After we take Christ’s yoke, the Holy Spirit, how does His humility continue to grow in us?
Do we want to increasingly have a nature that fully trusts God in every area of our lives, to the point of rest? A nature that knows and does God’s will, that walks in love and can pray for and trust God for others too?. How does Christ impart to us more of His humble, God dependent and God trusting, nature? Well, He is the Word of God. So, only as we feed our hearts on God’s word brought to us by God’s Spirit. No word means no growth, without which I will not be able to genuinely trust God for any of His blessings in my life or in the lives of others. God’s word must become to me my daily spiritual bread that I eat:
Jer 15:16 Your words were found, and I did eat them...(I believed them in my heart)
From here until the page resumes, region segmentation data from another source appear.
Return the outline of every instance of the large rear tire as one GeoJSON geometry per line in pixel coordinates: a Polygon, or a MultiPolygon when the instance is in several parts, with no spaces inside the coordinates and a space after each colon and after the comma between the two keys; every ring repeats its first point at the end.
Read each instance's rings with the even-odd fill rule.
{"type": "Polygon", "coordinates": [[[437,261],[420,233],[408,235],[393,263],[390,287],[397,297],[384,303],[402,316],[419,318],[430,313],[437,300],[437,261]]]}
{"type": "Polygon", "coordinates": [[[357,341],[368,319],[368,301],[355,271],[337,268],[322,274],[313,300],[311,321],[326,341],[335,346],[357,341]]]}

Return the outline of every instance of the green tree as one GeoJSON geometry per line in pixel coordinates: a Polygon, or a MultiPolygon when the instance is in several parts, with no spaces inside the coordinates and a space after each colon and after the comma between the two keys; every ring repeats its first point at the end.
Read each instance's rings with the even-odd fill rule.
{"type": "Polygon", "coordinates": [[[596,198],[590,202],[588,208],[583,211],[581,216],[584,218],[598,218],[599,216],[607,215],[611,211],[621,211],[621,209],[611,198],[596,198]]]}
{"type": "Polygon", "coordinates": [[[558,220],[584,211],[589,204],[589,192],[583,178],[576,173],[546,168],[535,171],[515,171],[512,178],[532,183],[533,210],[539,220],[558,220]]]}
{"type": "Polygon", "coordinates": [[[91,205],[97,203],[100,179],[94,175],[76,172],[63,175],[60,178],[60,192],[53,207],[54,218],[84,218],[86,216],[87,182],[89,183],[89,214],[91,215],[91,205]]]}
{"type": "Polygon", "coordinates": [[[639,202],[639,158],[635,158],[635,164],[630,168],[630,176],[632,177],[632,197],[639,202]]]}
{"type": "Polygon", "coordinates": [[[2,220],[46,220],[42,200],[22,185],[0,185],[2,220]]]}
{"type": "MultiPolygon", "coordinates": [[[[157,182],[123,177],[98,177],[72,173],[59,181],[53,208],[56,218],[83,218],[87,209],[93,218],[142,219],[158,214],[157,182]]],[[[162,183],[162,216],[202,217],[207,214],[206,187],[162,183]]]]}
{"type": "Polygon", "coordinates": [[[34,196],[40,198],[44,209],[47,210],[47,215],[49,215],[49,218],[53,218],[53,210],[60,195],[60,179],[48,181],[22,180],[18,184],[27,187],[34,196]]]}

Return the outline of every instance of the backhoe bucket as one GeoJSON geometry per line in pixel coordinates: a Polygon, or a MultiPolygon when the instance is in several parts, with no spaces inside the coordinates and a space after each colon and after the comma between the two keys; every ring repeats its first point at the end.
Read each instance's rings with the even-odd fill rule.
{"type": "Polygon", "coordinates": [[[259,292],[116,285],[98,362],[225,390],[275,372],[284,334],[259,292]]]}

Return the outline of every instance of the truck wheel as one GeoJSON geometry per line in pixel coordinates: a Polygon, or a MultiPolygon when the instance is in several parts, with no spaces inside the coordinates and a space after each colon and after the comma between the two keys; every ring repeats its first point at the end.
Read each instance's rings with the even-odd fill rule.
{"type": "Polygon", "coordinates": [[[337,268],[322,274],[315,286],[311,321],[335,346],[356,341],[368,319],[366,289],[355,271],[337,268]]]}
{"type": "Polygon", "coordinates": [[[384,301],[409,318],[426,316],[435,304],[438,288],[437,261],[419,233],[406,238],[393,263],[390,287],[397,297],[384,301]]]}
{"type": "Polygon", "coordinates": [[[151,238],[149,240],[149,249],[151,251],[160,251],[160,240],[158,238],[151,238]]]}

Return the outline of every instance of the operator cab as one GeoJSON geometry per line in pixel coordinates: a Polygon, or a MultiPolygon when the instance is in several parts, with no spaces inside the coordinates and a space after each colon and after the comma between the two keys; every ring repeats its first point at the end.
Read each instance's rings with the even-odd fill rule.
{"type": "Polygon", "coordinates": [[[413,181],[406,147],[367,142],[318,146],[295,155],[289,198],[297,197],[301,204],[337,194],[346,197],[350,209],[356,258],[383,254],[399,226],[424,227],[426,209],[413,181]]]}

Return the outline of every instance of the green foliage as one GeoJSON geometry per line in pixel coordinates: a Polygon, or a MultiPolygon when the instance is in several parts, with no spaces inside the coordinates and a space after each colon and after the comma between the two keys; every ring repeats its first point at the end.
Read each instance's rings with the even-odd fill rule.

2 Pe 1:4 ...His precious and very great promises (His words) so that through them (by eating them) you may become partakers of the divine nature... ESV
If I eat righteousness I will be delivered of sin – God’s word, Christ in me, is righteousness
If I eat truth I will be delivered of lies - God’s word, Christ in me, is truth
If I eat love I will be delivered of fear - God’s word, Christ in me, is love
If I eat humility I will be delivered of pride - God’s word, Christ in me, is humility
Whatever has held me captive in the past, including the pride of self-dependence, Christ will make me free, if I take the yoke of His Spirit on me and learn and receive of His perfect nature by eating, believing, the words He brings to me. If I can’t yet receive food directly from God, but I’m hungry for more of Him, I should go where others can, by God’s Spirit, feed me His living Word. First at live meetings, then through CD’s of prior meetings. Christ’s nature of humility, of trust in God, will grow in me in proportion as I feed on Him.
John 6:57 ...(Jesus) He who feeds on Me (by eating My words) will live by Me.
James 1:21 …Receive with meekness the implanted word which is able to save your souls (save your will from being controlled by your pride).